L’armée française prête à repartir au front ?

A la fin des années 1880, près de vingt ans après la défaite de Sedan, les idées revanchardes atteignent un point culminant en France. La guerre de 1870 n’est pas digérée, et le désir de reprendre l’Alsace et la Lorraine suffisamment fort pour que les va-t-en-guerre aient l’oreille des français. Un leader charismatique émerge alors : le général Boulanger. Ministre de la guerre de 1886 à 1887, il porte la bannière de tous les mécontents. Son suicide, en 1891, met fin à l’éphémère mouvement boulangiste, mais les idées qu’il portait ne sont pas enterrées avec lui. Les figures nationalistes comme Paul Déroulède ou Maurice Barrès les reprennent à leur compte tout en les teintant plus vivement de xénophobie.

Dans ce climat tendu, le gouvernement se dirige peu à peu vers une conscription militaire universelle : en 1889, les dispenses de service pour les enseignants, les élèves des grandes écoles et du séminaire sont levées. Deux ans plus tard, le 1er mai 1891, cette armée à laquelle les fils de France sont donc appelés à participer retourne ses fusils contre le peuple. Cet événement, la fusillade de Fourmies, laisse le pays sous le choc : sous les balles de la République, des civils sont tombés.

Intitulé la Guerre et peint par le Douanier Rousseau, ce tableau est exposé au Salon des Indépendants de 1894.

La furie et son charnier

Peint dans les teintes de terre, de sang et du noir de l’abîme sans fond, ce paysage n’est que dévastation.

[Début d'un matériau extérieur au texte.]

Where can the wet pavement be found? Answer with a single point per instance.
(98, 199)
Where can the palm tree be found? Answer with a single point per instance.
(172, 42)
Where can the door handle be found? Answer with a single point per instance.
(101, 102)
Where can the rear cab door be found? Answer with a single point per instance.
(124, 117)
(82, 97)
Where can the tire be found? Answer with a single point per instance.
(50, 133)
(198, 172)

Sur le dos d’un animal d’enfer qui tient autant du fourmilier que du cheval, une enfant hirsute le survole. De sa main droite, elle tient une épée, de l’autre une torche enflammée. Sa responsabilité dans la désolation qui l'environne semble évidente.

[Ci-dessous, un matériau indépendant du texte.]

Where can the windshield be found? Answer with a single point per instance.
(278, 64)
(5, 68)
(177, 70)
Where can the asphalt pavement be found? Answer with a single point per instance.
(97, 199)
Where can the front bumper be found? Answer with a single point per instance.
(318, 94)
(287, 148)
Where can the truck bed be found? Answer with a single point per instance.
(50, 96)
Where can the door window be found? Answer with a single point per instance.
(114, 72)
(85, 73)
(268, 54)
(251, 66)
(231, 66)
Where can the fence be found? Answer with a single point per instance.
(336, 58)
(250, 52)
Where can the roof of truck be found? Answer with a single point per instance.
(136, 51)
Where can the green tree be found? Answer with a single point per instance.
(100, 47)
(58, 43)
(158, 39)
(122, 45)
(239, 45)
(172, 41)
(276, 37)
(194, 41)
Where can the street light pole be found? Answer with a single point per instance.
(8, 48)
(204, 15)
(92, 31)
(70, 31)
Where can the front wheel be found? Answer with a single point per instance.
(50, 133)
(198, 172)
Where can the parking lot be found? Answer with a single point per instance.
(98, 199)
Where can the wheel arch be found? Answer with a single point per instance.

Sous sa monture, les morts n'ont pas d'uniforme. De cette façon, Henri Rousseau ne permet pas d'identifier une guerre en particulier : il généralise l'évocation à tous les conflits. Ces corps nus qui s’amoncellent peuvent même se comprendre comme des victimes civiles.

Le Douanier Rousseau reprend de façon assez littérale une illustration de presse parue le 6 octobre 1889 dans le journal anarchiste L’Égalité. Intitulée Le Tsar, cette image montrait une caricature d’Alexandre III à cheval survolant une pyramide de cadavres dénudés. Cette appropriation d’une image trouvée dans la presse ou dans une publication populaire s’observe fréquemment dans la peinture de cet autodidacte.

Un message pacifiste

Pour le Douanier Rousseau, grand amateur de jungles luxuriantes, cette végétation ravagée symbolise le malheur le plus total. Aux branches brisées, il fait correspondre les bras arrachés ou désarticulés. S’il prétendait avoir participé aux guerres du Second Empire, on pense désormais qu’il n’a en réalité jamais porté l’uniforme militaire. Il défend plutôt les idées pacifistes, comme en témoigne ses Représentants des puissances étrangères venant saluer la République en signe de paix de 1907.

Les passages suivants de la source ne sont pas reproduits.